Creole Performance Cycle
Our artistic project aims at blurring the boundaries between the involved artists and citizens by promoting contributors as actors in intermedial performances, which will merge into our Creole Performance Cycle (4 original performances to be staged by mixed artistic equips of different nationalities).
We will invite citizens not only to offer their opinions on the state of their belonging to their community, but also to perform their issues and claims by the direction of the involved artists. Citizens as the owners of heritage become performers of heritage in an artistic endeavour. Therefore, the Project wants to engage the audience by calling citizens and cultural operators alike to build up on interpretations and visions on places, mindsets, and conflicts – be them cultural, social or political – and to make an artistic leap together.
Hence, the basic idea behind the project lies in the attempt to experiment processes of artistic creation based on the creolisation of diverse European national theatrical traditions, as well as on the relationship between the performers themselves, on one side, and the performers and the public, on the other. Our privileged tool for realising such an idea is PanSpeech, a social media inspired by the crowdsourcing philosophy.
The Creole Performance Cycle shall then absorb this complex process by displaying the unpredictable results such a creole approach and methodology bring about.
Therefore, we call on artistic excellence and high-profile institutions in Europe to collaborate in order to establish and negotiate newly shared commons, thus raising awareness in audiences and encouraging debate. In order to remain faithful to the theatrical and social perspectives of our project, we will require that artists conform to the following three directives:
- the performance should be experimental, interdisciplinary and collectively devised according to the principles of écriture-en-scène, so that the work of actors and performers becomes the foundation of artistic creation itself;
- performances should limit the use of verbal utterances as much as possible in order to avoid the imperative of English. Performances should rather stress body centrality and stage action;
- the performance should propose innovative forms of audience engagement.
However, this remains, in all of its features, a project revolving around the notion of Performing Heritage. Indeed, this Project promotes interactive and experimental performances. We will allow performers to interrogate the processes of creolisation and the development of new commons together with spectators as co-makers of the theatrical event. Theatre and performance as practice-as-research allow us to apply, develop and play with these notions in a meaningful and rigorous way.
In our project, artistic outputs and scholarly enquiry are far from being merely juxtaposed. We believe that aesthetic experience through theatricality enjoys full epistemic value and is able to convey meanings at their fullest extent. Theatre always performs intangible heritage, keeps alive a shared memory, confirms or reshapes traditional knowledge. People collected around the stage share the same competence in that very moment. As interpreters of the performance, spectators are engaged together with the performers in the joint complex work of both cultural production and identity setting around cultural intangible assets. Thus, in this project the combination of theatrical practice and academic counselling should support young artists in the process of exploring, sharing and performing cultural heritage, in order to establish creolised intangible commons.

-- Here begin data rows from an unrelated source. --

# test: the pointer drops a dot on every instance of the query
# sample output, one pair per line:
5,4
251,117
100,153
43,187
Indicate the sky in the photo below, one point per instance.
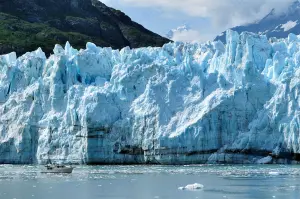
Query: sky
206,18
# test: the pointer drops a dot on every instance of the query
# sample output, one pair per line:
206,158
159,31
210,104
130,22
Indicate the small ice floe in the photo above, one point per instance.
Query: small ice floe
265,160
192,187
274,173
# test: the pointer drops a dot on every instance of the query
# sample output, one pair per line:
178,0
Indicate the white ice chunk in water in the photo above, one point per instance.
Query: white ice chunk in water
192,187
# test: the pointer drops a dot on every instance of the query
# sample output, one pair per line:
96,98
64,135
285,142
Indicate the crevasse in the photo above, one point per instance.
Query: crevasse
178,104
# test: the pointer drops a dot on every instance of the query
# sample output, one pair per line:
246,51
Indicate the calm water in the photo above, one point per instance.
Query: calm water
151,182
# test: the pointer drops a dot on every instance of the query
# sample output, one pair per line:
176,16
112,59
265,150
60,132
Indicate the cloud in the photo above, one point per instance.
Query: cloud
226,13
187,36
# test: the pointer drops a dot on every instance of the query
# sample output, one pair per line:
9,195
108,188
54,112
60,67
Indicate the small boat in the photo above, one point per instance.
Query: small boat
57,169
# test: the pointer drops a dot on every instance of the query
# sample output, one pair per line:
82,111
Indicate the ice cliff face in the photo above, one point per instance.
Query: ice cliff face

The artistic fieldwork is designed as a further chance for letting directors and actors meet up again after the previous workshop. Directors will travel abroad to their respective hosting institutions. Directors are then asked to spend some time in the place where they decided to go. During this time, he/she will discover the territory, meet locals and carry out research for their production. The aim is to get inspiration and a deeper understanding of the social and political context in which he/she will be called to operate, as well as to select a venue that may fruitfully host the future performance. The directors are also invited to meet colleagues in the hosting Drama Academy in order to exchange ideas on the social role of theatre in that specific locality and its relationship to the main project topics. So, each director makes an artistic preparatory fieldwork by sharing ethnographic methodologies with the researchers.
On their side, researchers from Siena and Canterbury will side directors in the observation of the local social and cultural environment, trying to raise points relevant to the project as well as on which aspects the artistic creation could focus. They will also make interviews and try to individuate and engage the potential local audience. However, as a general rule, researchers do not directly interfere with the process of artistic creation.

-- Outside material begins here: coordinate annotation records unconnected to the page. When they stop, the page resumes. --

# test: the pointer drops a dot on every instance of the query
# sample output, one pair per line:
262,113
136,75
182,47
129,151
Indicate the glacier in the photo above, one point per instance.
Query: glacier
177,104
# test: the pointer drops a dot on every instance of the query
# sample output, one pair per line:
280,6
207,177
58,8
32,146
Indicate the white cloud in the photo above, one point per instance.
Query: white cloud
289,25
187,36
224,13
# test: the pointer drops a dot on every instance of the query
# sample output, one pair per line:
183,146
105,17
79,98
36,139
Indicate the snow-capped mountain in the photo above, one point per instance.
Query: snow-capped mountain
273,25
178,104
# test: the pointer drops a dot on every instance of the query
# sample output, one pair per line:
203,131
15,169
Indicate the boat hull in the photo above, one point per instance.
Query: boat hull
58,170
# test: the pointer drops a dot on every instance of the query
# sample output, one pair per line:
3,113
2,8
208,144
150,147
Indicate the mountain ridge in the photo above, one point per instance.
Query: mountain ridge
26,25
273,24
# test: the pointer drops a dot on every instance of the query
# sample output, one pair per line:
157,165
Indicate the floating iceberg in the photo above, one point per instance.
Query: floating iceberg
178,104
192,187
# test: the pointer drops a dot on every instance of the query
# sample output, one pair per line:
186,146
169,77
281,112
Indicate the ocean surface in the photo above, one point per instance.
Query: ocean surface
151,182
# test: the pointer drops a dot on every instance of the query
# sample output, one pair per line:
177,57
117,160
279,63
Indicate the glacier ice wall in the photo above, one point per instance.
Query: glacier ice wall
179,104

Artistic preparatory fieldworks will follow one another in order to let researchers attend all visiting periods of selected directors in their hosting territories.
Creative Creole Residencies are practical artistic workshops aiming at the production of public theatrical performances. They are devised and performed in the participant Drama Academies through 14-day productive/training residencies with local actors. Directors work with their hosting drama institution abroad (with the supervision of local teachers) in order to test their artistic projects on the ground and set the conditions for the play of identities.
During the creative residencies, academic researchers will observe the process of artistic creation and help artists in fulfilling the performance with any kind of contribution (discussions, information, and so forth). Researchers, who in turn are called to creolise their approaches and methodologies from performance studies and social sciences, will analyse each performance and its multilevel effectiveness through the perspective of different disciplines. The aim is to evaluate through a comparative study the impact of theatrical practices and performances on the construction of new cultural forms of European belonging and citizenship.
Beside giving reflectiveness to the artistic process, researchers’ overall task consists of the observation and analysis of the devising processes, the Creative Creole Residencies and the Creole Performance Cycle (see Action 5). A scientific publication will gather the outputs produced by the academic team.
The creolisation process emerges out of the interaction between different artistic traditions, represented by the directors on one side, and the local artists and supervisors on the other. The result of this professional interaction, as well as director’s original idea, will be strongly influenced by the social and cultural settings where performance takes place. Thereby, also the local context will finally play a role on the stage, before the audience’s eye.
The technical team on the stage – either a formal or informal venue, also according to the aims of each director’s artistic project – will be recruited locally. Through the creolisation of existing and traditional techniques and approaches to theatre, under the responsibility of the director, the artists will design a performance highlighting the processes of construction of a common cultural heritage, which should be meaningful at a local and/or European level. The feedback from the targeted potential local audience is to be registered in order to improve the future strategies of audience development as well as to produce further materials for the evaluation of the project (group and one-to-one interviews, questionnaires, multimedia documents, proposals, comments and so on). Audience responses are also to be gathered and disseminated through the crowd-sourcing platform, which remains operative throughout the project activities.